During the second week in September of 2018 eight volunteers
and three archaeologists finished building the Gibsonville Cemetery. The
Gibsonville Cemetery served the town of Gibsonville in Sierra County.
Gibsonville was established in 1851 by James Gibson who staked a mining claim
he called Secret Ravine. His camp eventually grew into the town of Gibsonville
which by 1853 had five blacksmiths, eleven general stores, five hotels, a
jeweler, four express companies, two sawmills, a bowling alley, two saloons, a
lawyer, one newspaper and one livery stable. During the 1850’s miners from the
surrounding area came to town on Sundays to watch bull and bear fights.

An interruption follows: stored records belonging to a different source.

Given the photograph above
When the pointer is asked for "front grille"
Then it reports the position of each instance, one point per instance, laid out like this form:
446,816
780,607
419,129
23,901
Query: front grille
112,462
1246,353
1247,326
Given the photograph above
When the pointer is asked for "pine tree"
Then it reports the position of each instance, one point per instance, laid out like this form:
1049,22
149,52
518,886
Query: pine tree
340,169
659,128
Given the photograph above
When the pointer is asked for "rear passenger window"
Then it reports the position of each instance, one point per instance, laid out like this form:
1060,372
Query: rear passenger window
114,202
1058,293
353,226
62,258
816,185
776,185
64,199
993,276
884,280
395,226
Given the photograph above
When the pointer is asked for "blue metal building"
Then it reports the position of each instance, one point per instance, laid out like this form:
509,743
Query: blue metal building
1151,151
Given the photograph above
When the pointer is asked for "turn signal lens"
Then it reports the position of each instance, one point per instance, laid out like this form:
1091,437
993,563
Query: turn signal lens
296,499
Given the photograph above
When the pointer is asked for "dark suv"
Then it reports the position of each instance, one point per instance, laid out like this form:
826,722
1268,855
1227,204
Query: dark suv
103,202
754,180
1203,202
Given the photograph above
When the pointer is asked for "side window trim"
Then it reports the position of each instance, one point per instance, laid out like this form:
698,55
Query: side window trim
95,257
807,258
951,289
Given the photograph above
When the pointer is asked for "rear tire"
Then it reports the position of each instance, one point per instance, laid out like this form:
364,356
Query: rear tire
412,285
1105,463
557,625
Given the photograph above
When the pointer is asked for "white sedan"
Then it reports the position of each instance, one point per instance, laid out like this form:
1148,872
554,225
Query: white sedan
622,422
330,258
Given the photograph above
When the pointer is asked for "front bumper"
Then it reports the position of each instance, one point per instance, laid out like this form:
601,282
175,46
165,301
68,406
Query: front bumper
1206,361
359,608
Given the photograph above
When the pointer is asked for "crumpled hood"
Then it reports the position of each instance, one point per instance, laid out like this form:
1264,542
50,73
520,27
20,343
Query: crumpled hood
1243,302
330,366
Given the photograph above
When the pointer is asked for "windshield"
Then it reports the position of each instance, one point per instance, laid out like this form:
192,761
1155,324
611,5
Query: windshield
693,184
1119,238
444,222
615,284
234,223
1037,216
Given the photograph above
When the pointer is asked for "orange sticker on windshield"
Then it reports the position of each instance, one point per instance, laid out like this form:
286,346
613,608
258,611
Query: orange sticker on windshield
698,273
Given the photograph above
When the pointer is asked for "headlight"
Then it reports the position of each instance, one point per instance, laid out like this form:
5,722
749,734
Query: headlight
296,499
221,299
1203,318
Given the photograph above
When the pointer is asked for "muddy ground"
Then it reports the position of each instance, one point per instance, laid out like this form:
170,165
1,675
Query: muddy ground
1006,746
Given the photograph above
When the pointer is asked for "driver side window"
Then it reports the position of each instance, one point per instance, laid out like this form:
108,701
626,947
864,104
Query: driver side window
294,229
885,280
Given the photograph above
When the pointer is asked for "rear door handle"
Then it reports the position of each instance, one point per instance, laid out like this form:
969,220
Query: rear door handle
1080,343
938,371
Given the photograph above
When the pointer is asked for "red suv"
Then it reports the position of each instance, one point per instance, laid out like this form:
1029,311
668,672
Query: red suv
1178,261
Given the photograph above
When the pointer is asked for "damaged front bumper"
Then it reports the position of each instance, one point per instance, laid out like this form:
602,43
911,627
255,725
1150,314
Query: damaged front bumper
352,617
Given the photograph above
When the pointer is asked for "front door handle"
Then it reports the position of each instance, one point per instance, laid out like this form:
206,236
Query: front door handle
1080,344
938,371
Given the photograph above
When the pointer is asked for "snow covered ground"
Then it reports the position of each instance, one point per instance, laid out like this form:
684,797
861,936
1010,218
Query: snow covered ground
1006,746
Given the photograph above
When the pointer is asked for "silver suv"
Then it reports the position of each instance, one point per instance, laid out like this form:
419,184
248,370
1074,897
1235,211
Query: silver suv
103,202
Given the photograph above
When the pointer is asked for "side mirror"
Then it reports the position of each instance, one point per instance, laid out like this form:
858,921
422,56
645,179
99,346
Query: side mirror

Accounts from 1855 give a town population of 700 people which declined to 200 by
the 1880’s. By the 1870’s there was an established Chinatown within
Gibsonville. In the 1890’s the town continued to decline and by the 1920’s only
four people still lived there. Large portions of the town were destroyed by
hydraulic mining that took place during the 1930’s and 40’s. Today no standing
buildings remain. The cemetery is now the most tangible link to this once
thriving town. Currently the cemetery has forty-five marked graves which range
in date from 1858 to 1999. It also
contains several unmarked graves.
Volunteers from New Mexico, Oregon and California helped
finish the fence reconstruction that was started in 2013 with E Clampus Vitus. Work
included digging post holes, cementing in large cedar fence post, notching the
fence posts for rails and nailing on pickets. Finally at the end of the week
the newly constructed portion of the fence was painted white. Volunteers camped
through chilly evenings and endured cold
mornings sometimes reaching 32 degrees. At the end of the project the
Gibsonville Cemetery fence was complete. The effect to the cemetery is that one
can now enter it and easily see the extent of the graveyard and it also
accentuates just how steep the slopes are.